Portugal approved its 2011 austerity budget on Friday, vowing to spur growth and apply tough spending cuts as it seeks to avoid an Irish-style bailout.
Parliament adopted the budget hours after a Financial Times Deutschland report said that most eurozone countries and the European Central Bank (ECB) were pressing Lisbon to seek an international rescue package as Greece and Ireland had done.
However, Portuguese Prime Minister Jose Socrates said the budget’s passage, which concluded many months of political bickering that at one point threatened the government’s survival, removed Portugal from the crosshairs of the eurozone crisis.
“I have good expectations that approval of the budget will reinforce confidence in markets,” Socrates told foreign correspondents in Lisbon.
He said the budget placed -Portugal among the countries with the lowest budget deficits in Europe next year.
The risk premium for holding Portuguese government debt, as measured by its 10-year bond yields compared to safer German Bunds, had hit record highs this week as concerns rose after Ireland requested a bailout.
The spread fell six basis points to 448 basis points, almost 4.5 percentage points, after hitting a session high of 471 early on Friday.

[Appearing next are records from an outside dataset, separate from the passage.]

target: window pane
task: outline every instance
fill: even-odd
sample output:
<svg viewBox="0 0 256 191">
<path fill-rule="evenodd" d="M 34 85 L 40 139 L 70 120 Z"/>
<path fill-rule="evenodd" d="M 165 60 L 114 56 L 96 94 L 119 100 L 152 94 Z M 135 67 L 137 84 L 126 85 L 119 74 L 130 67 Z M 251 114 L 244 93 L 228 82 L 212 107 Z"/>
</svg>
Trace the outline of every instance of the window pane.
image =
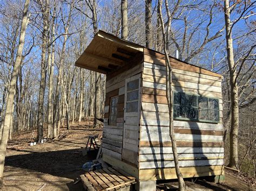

The PSI20 stock index closed 0.6 percent lower, with banks leading the decline.
FT Deutschland said a majority of eurozone states and the ECB were leaning on Portugal to follow the example of Ireland and Greece and seek aid from the EU and IMF.
A government spokesman said “this news article is completely false,” while European Commission President Jose Manuel Barroso, a former Portuguese prime minister, said an aid plan for Portugal had neither been requested nor suggested.
“I can tell you that it’s absolutely false, completely false,” he told reporters in Paris.
Socrates has repeatedly denied that his country needs a bailout and has underlined that it will do everything possible to meet goals to cut the budget deficit — although many economists fear this will push Portugal back into recession.
“As of now, the government’s priorities are meeting the budget and boosting growth,” Socrates said.
Portuguese Finance Minister Fernando Teixeira dos Santos told the daily Jornal de Noticias: “I don’t want to refer to this or that country, much less Germany. But there [are] among our partners in the European Union those who think the best way of preserving stability in the euro area is to push and force those countries that have been in the spotlight to seek aid.”
Socrates said that Europe has to “define rapidly a strategy that gives stability to the eurozone.”
Portugal’s budget deficit is considerably lower than that of Ireland and it has none of Ireland’s banking problems. The government aims to cut the deficit to 4.6 percent of GDP next year from 7.3 percent this year. It includes measures such as a five percent cut in civil servants’ pay and an increase in value-added tax to 23 percent from 21 percent.